Profit slid to $8.9 million, or 4.63 cents per share, in the six months ended December 31, from $9.6m, or 5 cents, a year earlier, the Auckland-based company said in a statement. Revenue declined 9.5 per cent to $97.3m. The result is weaker than the $100.5m revenue and $10m profit forecast by brokerage Forsyth Barr.

Skellerup's industrial division, which supplies polymer products and vacuum pump equipment, posted a 6.2 per cent drop in earnings before interest and tax, primarily due to lower sales into the Australian mining sector and the impact of a stronger New Zealand currency.

Earnings edged up 1.5 per cent at its agricultural unit, which provides rubber products to the dairy industry, as the performance of the US, New Zealand and Australian markets offset weaker European demand.


"Skellerup's investment into developing new products in international markets and solid agri sales in the New Zealand market only partially offset the effects of lower sales in some of our commodity-affected markets and the strength of the New Zealand dollar in the first half of the year," chair Liz Coutts and chief executive David Mair said in a statement.

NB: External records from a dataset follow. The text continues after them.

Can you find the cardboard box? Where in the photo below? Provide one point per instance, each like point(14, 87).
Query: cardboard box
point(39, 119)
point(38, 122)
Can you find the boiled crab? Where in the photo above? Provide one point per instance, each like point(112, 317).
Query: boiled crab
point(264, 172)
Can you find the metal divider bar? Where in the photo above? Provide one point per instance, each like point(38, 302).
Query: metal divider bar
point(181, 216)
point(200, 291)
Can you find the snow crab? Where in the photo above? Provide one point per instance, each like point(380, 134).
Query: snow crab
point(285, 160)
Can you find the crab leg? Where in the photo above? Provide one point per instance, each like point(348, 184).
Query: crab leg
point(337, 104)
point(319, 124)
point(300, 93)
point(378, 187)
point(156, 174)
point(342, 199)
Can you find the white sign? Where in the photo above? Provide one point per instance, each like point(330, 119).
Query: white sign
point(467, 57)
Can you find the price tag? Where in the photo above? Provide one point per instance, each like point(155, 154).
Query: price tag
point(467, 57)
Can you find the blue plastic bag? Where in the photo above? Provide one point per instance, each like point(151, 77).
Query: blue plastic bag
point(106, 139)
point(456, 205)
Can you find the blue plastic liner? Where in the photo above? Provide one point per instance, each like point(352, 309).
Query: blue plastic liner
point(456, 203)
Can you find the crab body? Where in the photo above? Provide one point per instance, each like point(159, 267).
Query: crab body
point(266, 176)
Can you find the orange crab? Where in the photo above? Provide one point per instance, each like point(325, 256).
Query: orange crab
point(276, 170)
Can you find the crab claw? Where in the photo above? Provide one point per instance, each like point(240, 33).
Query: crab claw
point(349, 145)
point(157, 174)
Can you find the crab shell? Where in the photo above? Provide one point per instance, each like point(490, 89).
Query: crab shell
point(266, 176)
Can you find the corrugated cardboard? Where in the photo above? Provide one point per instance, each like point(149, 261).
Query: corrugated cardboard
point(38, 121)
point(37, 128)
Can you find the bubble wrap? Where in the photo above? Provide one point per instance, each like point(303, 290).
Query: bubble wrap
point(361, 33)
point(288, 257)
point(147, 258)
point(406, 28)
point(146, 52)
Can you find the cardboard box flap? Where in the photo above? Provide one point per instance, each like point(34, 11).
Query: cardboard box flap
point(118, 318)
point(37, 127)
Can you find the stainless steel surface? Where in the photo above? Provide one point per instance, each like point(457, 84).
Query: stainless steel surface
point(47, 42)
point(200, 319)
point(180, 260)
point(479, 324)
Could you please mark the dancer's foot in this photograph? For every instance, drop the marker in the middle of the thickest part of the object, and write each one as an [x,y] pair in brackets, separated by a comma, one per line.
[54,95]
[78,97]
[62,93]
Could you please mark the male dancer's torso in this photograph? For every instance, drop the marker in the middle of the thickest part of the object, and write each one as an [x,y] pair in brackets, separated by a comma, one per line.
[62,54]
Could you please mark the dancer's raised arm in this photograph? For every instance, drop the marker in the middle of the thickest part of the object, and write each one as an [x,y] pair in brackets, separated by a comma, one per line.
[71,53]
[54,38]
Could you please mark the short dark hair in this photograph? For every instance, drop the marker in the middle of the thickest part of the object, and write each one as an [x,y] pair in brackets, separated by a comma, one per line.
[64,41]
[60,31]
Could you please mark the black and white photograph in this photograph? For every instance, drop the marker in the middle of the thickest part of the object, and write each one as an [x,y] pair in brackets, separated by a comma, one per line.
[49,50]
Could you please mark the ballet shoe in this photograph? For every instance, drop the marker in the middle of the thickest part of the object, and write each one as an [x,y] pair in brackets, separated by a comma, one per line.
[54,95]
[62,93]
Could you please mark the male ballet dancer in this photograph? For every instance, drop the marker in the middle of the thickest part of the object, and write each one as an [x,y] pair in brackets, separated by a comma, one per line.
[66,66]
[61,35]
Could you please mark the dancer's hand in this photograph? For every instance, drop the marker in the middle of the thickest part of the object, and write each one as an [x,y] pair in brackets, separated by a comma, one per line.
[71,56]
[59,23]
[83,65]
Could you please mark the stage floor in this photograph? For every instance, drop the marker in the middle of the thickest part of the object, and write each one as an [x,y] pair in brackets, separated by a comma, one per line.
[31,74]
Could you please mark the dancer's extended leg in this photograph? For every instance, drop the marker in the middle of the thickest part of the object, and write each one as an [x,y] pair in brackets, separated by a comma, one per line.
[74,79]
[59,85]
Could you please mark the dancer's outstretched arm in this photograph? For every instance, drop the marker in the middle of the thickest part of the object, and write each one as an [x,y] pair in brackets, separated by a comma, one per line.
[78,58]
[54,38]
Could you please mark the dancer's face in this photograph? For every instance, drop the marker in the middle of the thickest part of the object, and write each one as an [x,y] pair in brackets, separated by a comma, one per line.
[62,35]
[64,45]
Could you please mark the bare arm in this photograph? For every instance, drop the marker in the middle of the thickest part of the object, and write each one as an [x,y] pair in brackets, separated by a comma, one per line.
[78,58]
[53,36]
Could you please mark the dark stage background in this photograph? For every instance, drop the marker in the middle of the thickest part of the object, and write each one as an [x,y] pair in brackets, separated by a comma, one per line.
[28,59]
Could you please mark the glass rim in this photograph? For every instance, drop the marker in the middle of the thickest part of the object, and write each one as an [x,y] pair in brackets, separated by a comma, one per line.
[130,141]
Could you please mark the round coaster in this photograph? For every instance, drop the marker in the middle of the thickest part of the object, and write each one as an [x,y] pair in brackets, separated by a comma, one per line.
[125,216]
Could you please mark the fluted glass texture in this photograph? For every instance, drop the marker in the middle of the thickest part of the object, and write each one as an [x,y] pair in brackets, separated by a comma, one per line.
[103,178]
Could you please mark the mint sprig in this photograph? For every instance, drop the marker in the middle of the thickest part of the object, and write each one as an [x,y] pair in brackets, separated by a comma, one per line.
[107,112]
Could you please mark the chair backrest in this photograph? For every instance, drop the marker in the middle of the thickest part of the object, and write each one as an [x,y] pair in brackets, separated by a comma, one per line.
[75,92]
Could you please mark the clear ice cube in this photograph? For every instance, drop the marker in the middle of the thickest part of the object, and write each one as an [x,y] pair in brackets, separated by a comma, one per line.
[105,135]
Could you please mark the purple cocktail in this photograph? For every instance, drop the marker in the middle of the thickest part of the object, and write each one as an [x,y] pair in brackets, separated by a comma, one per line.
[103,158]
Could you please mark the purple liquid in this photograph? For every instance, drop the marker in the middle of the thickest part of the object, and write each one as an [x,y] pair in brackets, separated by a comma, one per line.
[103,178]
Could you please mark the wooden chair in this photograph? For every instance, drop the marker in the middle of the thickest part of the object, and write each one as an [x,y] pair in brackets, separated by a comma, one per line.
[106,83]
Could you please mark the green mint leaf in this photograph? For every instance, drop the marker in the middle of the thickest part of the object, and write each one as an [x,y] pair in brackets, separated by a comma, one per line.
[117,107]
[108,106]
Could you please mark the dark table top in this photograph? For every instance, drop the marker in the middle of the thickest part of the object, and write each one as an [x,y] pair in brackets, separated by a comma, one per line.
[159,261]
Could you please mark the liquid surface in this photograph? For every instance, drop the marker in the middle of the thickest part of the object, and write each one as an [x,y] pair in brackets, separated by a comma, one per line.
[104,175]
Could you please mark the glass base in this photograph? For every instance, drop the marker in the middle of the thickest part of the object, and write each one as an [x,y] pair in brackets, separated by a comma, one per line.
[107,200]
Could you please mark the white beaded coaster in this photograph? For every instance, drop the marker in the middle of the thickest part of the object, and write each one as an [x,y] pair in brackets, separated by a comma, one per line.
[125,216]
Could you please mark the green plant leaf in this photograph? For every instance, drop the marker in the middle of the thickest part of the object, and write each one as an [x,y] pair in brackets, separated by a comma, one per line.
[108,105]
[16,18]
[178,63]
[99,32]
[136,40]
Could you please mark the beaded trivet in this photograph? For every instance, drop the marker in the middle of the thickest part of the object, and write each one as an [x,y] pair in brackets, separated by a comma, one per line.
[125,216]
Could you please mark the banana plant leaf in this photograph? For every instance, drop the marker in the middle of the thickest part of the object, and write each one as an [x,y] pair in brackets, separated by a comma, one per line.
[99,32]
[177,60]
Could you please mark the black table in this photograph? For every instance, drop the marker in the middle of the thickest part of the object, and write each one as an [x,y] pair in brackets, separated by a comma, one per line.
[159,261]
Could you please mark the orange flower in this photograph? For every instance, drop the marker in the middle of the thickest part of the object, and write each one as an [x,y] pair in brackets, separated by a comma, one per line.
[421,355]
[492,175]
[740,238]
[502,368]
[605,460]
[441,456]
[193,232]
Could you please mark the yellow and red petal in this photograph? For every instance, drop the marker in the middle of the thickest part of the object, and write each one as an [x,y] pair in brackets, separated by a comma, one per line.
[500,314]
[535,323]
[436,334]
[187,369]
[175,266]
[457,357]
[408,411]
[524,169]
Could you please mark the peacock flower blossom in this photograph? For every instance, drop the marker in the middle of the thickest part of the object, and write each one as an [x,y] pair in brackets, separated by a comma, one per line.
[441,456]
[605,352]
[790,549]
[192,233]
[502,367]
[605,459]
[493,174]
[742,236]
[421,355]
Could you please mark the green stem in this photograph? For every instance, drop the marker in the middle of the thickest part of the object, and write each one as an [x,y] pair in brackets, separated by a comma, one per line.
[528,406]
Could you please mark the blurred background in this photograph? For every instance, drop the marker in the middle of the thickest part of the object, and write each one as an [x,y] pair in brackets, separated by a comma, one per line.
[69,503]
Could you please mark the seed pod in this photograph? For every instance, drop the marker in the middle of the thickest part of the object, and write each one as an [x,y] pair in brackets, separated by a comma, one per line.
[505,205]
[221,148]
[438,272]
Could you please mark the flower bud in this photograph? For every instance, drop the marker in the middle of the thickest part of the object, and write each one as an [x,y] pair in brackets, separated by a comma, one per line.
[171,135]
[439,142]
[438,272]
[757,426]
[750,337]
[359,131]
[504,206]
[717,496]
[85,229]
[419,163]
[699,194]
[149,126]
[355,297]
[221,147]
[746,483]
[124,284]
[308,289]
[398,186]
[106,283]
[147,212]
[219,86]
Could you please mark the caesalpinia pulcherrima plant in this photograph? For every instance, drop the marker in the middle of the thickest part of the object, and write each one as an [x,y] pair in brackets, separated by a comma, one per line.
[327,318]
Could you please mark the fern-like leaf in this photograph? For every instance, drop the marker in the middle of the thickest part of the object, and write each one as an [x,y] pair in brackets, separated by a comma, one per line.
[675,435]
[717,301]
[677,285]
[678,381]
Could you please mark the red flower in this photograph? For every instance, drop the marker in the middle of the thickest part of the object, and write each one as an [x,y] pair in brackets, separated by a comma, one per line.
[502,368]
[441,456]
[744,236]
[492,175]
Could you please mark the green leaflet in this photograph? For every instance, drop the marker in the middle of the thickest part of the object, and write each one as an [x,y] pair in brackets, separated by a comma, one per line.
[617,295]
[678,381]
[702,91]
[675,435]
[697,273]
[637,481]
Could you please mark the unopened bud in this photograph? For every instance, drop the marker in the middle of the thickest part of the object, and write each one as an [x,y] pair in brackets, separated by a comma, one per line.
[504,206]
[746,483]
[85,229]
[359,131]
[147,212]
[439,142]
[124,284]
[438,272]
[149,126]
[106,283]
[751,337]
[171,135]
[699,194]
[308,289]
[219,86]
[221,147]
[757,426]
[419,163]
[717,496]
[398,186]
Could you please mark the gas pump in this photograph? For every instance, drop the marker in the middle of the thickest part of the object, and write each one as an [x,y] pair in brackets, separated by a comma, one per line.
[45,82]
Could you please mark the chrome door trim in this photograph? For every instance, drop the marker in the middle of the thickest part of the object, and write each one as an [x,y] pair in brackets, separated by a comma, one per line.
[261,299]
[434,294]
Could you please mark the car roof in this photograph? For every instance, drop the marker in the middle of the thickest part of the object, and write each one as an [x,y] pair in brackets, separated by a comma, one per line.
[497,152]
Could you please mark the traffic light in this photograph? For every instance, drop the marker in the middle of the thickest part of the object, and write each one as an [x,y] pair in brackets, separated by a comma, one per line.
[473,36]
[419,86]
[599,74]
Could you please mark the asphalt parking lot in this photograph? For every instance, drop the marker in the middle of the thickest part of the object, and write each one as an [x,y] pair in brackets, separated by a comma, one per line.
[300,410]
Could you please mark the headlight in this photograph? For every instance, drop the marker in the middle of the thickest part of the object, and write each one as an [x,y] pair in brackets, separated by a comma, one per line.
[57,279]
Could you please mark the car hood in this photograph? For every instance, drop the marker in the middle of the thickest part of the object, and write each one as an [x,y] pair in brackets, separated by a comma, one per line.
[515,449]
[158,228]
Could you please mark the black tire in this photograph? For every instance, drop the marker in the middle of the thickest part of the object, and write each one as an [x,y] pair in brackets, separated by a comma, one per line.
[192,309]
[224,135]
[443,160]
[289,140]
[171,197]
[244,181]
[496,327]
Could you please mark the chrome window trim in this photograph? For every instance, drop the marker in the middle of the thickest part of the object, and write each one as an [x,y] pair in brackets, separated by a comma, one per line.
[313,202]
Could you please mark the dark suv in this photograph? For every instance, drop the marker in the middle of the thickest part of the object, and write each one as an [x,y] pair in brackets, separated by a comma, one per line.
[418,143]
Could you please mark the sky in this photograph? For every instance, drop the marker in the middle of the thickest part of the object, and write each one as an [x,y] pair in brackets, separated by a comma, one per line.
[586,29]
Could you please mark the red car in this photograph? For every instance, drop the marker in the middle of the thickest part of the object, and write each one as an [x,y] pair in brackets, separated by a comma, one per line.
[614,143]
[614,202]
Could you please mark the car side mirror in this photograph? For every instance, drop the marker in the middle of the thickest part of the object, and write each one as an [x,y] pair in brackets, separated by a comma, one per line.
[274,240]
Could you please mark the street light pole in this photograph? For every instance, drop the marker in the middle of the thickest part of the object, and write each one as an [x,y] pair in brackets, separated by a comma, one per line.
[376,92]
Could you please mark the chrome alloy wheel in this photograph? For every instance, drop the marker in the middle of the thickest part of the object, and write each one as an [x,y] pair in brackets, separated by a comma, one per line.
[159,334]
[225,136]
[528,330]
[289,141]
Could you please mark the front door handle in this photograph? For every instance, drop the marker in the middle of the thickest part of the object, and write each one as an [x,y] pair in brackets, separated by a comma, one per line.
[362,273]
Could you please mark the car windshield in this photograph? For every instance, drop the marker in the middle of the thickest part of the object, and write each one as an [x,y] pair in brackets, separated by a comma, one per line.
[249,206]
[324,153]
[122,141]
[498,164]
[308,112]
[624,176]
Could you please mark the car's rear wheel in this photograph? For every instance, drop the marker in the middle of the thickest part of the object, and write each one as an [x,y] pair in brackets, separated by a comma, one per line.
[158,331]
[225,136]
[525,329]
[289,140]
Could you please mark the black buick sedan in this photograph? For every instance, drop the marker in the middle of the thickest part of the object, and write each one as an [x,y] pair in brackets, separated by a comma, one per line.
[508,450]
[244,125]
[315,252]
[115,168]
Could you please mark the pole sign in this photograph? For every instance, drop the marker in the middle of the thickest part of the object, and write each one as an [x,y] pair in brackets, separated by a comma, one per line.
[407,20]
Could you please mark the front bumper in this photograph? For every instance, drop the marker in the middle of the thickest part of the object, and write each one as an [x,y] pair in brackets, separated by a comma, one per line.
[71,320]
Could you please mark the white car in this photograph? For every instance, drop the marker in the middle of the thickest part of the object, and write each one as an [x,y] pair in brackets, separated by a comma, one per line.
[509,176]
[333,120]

"Recent improvements in dairy commodity prices are an encouraging sign for the agri division. The second part of the year is traditionally a stronger half and the start has been positive. We are cautiously optimistic regarding the prospects for the coming six months.

"We have also seen a lift in the oil, gas and iron ore prices, which influence our industrial division's results. The improvement of our product range across all of the businesses in this division underpins prospects for the second half of the year."

The company retained its forecast for annual profit of between $20m to $22m , from $20.5m a year earlier.

For the agricultural unit, ebit advanced to $8.4 million from $8.3 million, while revenue slid 11 per cent to $36.6m. In the industrial unit, ebit dropped to $7.2m from $7.6m as revenue declined 9 percent to $60.8m.

The company's finance costs increased to $554,000 from $125,000 a year earlier, due to higher debt as a result of the agri unit's new rubber factory in the Christchurch suburb of Wigram. Its net debt at Dec. 31 stood at $35.6m, up from $17.6m a year earlier.

Skellerup will pay a dividend of 3.5 cents per share on March 23, unchanged from the year earlier.

Its shares last traded at $1.61 and have gained 20 per cent over the past year.